Rising presently, he prepared to leave the field, Johnny’s whilom protector walking beside him, relating over and over again how he had come upon the child, how surprised he had been, how he had said to his mates that there was sure to be somebody in trouble about this, and how he had thought it best to come to the Fair at once. Reed, listening in a dazed kind of way, folded his arms tighter about Johnny, and stumbled along almost like a man in a dream.
“Shall I carry him?” said the other suddenly. “Ye do seem that upset I reckon ye’d get along easier.”
And then John woke up.
“Nay,” he said, “nay, sir. I thank ’ee kindly—I thank ’ee from my heart for findin’ en and all—but I can’t let go of en. I must have the feel of en, ye see.”

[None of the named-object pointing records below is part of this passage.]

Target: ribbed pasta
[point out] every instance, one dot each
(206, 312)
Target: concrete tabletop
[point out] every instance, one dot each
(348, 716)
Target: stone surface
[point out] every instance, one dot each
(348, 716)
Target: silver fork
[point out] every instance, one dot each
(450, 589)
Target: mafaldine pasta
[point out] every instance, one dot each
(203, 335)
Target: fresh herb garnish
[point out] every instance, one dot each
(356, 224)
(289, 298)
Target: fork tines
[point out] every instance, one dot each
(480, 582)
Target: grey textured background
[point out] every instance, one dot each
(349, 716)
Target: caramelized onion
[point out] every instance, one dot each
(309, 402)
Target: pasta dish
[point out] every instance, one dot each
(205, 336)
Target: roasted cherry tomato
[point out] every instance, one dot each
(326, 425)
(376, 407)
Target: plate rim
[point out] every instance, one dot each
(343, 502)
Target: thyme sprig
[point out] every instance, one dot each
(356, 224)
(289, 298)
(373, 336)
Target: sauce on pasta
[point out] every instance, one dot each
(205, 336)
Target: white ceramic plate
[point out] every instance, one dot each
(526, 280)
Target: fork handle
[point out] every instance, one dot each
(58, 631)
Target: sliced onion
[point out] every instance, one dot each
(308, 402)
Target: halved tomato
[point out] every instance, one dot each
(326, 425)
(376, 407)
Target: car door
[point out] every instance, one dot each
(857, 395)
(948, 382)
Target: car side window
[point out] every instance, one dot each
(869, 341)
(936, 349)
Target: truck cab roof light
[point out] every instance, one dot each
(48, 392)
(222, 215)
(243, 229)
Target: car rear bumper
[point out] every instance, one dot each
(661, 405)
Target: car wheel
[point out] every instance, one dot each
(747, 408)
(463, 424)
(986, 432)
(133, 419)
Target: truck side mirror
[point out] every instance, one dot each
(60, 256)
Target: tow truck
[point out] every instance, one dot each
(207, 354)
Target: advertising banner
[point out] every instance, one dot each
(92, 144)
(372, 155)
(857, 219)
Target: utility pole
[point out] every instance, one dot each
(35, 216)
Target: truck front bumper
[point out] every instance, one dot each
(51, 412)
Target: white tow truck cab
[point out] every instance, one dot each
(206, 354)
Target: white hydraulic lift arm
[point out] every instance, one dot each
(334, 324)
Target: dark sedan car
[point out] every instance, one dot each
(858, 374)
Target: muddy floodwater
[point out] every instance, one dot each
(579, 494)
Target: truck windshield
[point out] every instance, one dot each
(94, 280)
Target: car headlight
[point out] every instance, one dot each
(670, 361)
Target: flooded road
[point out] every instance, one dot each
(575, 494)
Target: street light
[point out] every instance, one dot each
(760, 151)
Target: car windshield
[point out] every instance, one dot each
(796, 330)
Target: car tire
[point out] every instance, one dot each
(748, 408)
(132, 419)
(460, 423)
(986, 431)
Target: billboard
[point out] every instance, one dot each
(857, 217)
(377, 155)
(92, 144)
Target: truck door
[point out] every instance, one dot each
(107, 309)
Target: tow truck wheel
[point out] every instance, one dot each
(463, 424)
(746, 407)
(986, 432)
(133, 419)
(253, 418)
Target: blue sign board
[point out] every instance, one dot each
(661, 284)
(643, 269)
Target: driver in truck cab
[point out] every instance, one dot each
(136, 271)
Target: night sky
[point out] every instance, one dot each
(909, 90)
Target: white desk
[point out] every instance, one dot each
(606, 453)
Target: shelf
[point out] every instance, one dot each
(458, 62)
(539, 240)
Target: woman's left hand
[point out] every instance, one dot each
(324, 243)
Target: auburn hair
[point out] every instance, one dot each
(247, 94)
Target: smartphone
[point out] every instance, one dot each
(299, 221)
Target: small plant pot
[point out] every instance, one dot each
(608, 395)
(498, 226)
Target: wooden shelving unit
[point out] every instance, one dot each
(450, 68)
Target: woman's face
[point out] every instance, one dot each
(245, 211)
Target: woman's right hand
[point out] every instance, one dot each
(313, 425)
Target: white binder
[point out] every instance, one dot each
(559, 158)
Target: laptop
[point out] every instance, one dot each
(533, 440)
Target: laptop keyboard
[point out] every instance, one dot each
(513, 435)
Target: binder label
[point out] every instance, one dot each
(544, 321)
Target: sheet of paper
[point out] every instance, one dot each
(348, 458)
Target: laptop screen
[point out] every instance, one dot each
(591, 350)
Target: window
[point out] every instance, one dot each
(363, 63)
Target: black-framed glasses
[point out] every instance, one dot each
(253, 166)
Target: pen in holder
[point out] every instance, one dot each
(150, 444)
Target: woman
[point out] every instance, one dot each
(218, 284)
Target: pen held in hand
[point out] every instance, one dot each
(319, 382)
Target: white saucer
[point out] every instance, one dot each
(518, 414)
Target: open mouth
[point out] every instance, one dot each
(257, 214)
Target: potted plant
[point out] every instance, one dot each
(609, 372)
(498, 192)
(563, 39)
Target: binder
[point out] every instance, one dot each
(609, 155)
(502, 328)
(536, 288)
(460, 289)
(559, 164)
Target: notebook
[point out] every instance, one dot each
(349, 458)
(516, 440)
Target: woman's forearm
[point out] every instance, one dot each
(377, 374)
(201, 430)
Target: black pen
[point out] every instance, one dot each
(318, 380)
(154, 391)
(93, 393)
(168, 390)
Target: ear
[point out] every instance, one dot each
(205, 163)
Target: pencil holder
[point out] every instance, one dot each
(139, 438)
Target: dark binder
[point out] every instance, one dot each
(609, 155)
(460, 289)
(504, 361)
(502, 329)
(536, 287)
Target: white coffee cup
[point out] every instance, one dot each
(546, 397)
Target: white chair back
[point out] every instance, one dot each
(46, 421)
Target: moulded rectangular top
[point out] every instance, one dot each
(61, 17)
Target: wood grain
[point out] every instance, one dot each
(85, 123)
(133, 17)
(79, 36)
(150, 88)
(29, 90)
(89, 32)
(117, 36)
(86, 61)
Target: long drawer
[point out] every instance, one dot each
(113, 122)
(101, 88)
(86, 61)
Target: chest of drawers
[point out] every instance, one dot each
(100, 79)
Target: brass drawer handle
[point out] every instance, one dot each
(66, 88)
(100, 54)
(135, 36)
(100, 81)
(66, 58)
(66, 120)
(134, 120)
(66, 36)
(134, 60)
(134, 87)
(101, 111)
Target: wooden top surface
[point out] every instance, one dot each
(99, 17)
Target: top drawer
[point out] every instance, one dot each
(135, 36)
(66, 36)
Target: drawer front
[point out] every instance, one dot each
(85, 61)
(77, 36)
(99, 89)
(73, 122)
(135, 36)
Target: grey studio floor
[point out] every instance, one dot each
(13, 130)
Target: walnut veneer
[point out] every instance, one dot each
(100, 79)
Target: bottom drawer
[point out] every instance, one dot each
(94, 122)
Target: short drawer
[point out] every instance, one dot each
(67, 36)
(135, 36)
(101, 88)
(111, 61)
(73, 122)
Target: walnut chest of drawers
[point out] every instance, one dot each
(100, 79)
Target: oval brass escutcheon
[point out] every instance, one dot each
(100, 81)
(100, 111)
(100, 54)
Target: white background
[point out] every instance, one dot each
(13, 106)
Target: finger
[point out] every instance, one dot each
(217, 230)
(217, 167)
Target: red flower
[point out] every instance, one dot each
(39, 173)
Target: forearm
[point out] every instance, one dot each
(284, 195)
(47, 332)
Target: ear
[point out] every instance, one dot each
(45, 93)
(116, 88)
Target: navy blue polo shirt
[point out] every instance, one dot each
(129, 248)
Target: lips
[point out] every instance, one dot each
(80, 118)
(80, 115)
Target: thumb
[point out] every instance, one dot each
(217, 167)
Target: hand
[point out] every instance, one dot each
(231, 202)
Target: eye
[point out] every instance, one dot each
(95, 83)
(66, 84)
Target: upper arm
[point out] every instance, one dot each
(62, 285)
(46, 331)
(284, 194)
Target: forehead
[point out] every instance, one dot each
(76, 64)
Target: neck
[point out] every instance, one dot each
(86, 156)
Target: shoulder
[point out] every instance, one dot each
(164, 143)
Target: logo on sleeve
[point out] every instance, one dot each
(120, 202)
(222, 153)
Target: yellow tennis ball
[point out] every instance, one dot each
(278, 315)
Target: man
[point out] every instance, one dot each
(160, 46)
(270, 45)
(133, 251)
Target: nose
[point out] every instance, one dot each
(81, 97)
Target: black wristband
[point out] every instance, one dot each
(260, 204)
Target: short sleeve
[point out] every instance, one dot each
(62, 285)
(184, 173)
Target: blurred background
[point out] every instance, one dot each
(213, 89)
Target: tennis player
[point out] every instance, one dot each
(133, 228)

As they turned out of the gate a sudden rattle of wheels was heard and a trap came in sight, the horse proceeding at a kind of hobbling canter, and one of the occupants of the little vehicle actually standing upright and supporting herself by the shoulder of the driver.
“’Tis Mammy, I do believe,” said Reed. “See, Johnny—and there’s Maggie and Rosie at back. Call out to ’em, Sonny! Holler loud. I don’t know what’s come to me, I can’t seem to get my voice out.”
Johnny duly raised his shrill pipe, and in another moment, with a joyful whoop, Jim Fry had thrown the reins on the horse’s back, and the whole party had tumbled into the road.